<<

O relato dos relatos
por Camila Régis.
Texto escrito para o projeto Procura-se.

Em seu livro O tempo vivo da memória, Ecléa Bosi declara que “ser inexato não invalida o testemunho, diferentemente da mentira, muitas vezes exata e detalhista”.

A inexatidão foi necessária para a realização de Procura-se. A obra, que consiste na repetição de um discurso – a descrição do rosto de Bruno – para os últimos retratistas de polícia do país, era a princípio um estudo sobre versões. Pensei que seria um experimento curioso: uma análise sobre diferentes perspectivas que pessoas teriam de um mesmo relato e o efeito de todas essas leituras condensadas em um espaço expositivo. Entretanto, nos instantes iniciais do processo, percebi que não apenas as leituras de meu relato seriam distintas, mas o relato em si também teria oscilações.

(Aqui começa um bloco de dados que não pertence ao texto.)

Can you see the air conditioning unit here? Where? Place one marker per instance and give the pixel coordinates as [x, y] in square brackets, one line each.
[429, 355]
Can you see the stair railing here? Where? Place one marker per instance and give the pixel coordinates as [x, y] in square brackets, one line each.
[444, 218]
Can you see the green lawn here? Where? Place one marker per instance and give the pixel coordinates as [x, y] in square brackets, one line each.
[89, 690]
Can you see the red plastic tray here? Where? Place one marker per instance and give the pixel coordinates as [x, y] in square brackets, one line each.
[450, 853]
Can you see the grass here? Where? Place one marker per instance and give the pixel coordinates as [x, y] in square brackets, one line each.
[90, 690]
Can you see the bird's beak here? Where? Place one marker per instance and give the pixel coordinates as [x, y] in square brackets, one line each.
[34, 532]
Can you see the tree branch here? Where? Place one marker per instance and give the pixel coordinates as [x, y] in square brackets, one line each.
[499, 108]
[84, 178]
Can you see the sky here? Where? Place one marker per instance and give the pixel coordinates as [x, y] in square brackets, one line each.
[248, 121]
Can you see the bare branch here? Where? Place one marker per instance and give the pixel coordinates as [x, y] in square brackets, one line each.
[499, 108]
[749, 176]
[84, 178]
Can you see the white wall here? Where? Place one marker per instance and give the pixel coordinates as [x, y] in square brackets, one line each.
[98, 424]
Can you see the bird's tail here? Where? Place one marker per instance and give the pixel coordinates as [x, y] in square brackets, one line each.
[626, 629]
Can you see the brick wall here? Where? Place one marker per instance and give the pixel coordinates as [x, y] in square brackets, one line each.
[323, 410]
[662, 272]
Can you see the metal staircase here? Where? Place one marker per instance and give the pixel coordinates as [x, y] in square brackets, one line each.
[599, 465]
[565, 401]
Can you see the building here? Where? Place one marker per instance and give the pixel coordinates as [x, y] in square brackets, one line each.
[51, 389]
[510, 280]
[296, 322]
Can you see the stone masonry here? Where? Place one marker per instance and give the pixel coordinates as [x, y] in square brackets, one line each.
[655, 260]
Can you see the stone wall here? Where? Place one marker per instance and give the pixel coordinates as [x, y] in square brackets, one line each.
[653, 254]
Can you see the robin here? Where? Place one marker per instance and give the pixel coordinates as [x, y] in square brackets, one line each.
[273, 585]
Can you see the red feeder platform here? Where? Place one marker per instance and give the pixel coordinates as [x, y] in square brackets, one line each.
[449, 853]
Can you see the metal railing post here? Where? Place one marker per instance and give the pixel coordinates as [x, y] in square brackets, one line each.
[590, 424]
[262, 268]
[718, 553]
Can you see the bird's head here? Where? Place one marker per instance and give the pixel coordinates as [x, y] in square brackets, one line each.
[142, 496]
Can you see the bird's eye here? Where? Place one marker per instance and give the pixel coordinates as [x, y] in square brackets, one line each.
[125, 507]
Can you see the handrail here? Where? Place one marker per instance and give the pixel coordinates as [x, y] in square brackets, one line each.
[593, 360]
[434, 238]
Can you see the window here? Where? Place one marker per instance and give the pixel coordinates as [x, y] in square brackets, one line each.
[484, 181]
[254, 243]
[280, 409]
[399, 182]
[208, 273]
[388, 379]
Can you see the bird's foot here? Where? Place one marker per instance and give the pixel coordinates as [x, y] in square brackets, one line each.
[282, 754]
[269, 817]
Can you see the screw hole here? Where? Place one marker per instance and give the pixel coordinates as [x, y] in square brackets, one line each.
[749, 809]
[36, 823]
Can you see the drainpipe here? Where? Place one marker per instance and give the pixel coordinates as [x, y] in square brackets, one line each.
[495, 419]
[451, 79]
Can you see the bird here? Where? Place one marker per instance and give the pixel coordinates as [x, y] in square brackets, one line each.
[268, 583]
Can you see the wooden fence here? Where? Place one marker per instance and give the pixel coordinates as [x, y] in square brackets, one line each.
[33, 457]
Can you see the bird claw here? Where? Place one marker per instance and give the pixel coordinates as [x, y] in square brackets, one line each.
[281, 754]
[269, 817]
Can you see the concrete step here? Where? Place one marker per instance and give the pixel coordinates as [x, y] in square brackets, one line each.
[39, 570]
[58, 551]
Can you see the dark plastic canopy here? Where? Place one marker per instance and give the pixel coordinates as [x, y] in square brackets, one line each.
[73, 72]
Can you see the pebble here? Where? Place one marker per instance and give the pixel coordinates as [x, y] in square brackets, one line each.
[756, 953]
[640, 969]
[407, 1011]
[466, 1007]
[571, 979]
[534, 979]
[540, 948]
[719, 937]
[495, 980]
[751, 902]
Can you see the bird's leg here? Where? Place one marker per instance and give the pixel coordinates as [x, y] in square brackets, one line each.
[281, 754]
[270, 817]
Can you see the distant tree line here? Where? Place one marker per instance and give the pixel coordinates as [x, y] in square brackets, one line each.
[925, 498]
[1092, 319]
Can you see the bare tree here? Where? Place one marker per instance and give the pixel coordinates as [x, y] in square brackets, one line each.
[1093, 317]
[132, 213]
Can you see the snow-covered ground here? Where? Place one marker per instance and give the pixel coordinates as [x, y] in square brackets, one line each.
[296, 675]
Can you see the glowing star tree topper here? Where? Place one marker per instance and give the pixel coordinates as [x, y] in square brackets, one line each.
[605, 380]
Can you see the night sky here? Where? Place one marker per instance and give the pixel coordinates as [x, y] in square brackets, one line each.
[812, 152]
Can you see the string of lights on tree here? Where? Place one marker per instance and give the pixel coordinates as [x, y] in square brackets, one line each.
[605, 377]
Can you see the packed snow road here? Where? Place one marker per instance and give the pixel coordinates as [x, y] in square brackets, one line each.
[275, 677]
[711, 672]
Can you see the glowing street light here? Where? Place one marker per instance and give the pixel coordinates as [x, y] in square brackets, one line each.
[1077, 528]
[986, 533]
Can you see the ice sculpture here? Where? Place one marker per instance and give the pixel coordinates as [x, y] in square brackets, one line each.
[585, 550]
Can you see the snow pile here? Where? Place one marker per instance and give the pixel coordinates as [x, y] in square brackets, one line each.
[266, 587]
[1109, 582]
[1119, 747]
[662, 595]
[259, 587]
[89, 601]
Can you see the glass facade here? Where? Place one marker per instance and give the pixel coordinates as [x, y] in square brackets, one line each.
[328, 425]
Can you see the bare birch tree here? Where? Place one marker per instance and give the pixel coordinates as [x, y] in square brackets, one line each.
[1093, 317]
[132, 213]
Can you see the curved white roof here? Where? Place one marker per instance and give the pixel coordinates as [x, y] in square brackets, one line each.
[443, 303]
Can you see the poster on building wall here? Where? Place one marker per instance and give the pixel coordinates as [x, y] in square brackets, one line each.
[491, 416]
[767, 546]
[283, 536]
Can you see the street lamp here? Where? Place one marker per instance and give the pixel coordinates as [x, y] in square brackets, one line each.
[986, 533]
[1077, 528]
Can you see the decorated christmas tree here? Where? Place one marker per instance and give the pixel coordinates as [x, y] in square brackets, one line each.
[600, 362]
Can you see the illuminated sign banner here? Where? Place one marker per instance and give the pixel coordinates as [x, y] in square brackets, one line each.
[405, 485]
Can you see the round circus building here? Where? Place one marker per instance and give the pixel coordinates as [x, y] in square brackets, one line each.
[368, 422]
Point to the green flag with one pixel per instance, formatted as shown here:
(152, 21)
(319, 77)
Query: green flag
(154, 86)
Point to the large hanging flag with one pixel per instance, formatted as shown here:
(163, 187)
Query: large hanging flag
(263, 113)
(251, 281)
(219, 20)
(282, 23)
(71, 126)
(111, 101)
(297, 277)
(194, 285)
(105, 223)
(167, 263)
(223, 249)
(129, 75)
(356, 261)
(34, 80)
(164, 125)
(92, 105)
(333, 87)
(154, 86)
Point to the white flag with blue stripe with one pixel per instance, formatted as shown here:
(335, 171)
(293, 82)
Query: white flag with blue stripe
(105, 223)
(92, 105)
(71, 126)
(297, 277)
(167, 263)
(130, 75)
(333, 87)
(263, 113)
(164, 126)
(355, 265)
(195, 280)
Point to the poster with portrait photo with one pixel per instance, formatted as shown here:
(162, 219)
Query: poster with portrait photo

O método de trabalho era semelhante entre os desenhistas. Minha fala era induzida a seguir o sentido do macro para o micro e as características gerais do retratado eram dadas – “Homem ou mulher? Qual a cor da pele? É gordo ou magro?”. Após essa primeira bateria de perguntas, uma série de questionamentos improváveis – para mim, pelo menos – surgiam. “Ele é mais alto que você?”. Com a resposta afirmativa, uma retratista traçou no papel um rosto em posição ¾, de queixo levemente levantado. A justificativa era que sendo mais alto que eu, esse era o ângulo que mais via de Bruno.

Começar o processo com cada retratista era confiar em minha memória e tentar preencher lacunas que pareciam inexistentes. “Bruno tem alguma pinta ou mancha no rosto?”, era uma pergunta frequente. As primeiras respostas eram sempre negativas. Conforme esse questionamento tornava-se mais comum, minhas afirmações migraram para os “não sei” e “talvez, não lembro”. Mais adiante, pequenos pontos pretos começaram a aparecer nos desenhos. O rosto tinha marcas, mas que antes nunca foram notadas.

A cada novo embate com a face descrita, eu buscava respostas para as questões lançadas pelos retratistas. Eram detalhes, ainda que insignificantes, que só foram percebidos porque a fala, um bloco “sólido” já que era ensaiado, estava constantemente em xeque. O relato era volátil porque ele não dependia apenas de mim – a narradora. Fora do contexto de troca entre os interlocutores, o discurso apenas ecoaria no nada e nunca cumpriria sua missão de se fazer entender. Esse impasse me fazia repensar tudo que falava, por mais que existisse um contrato com a obra (“repetir o mesmo discurso para diferentes pessoas”). O exercício da fala inexata, um ponto que, teoricamente, nega o cerne da obra, é uma das questões mais centrais de Procura-se. Como Ecléa Bosi disse sabiamente em outra passagem de seu livro: “recontar é sempre um ato de criação”.

* Camila Régis é couatora do trabalho Procura-se.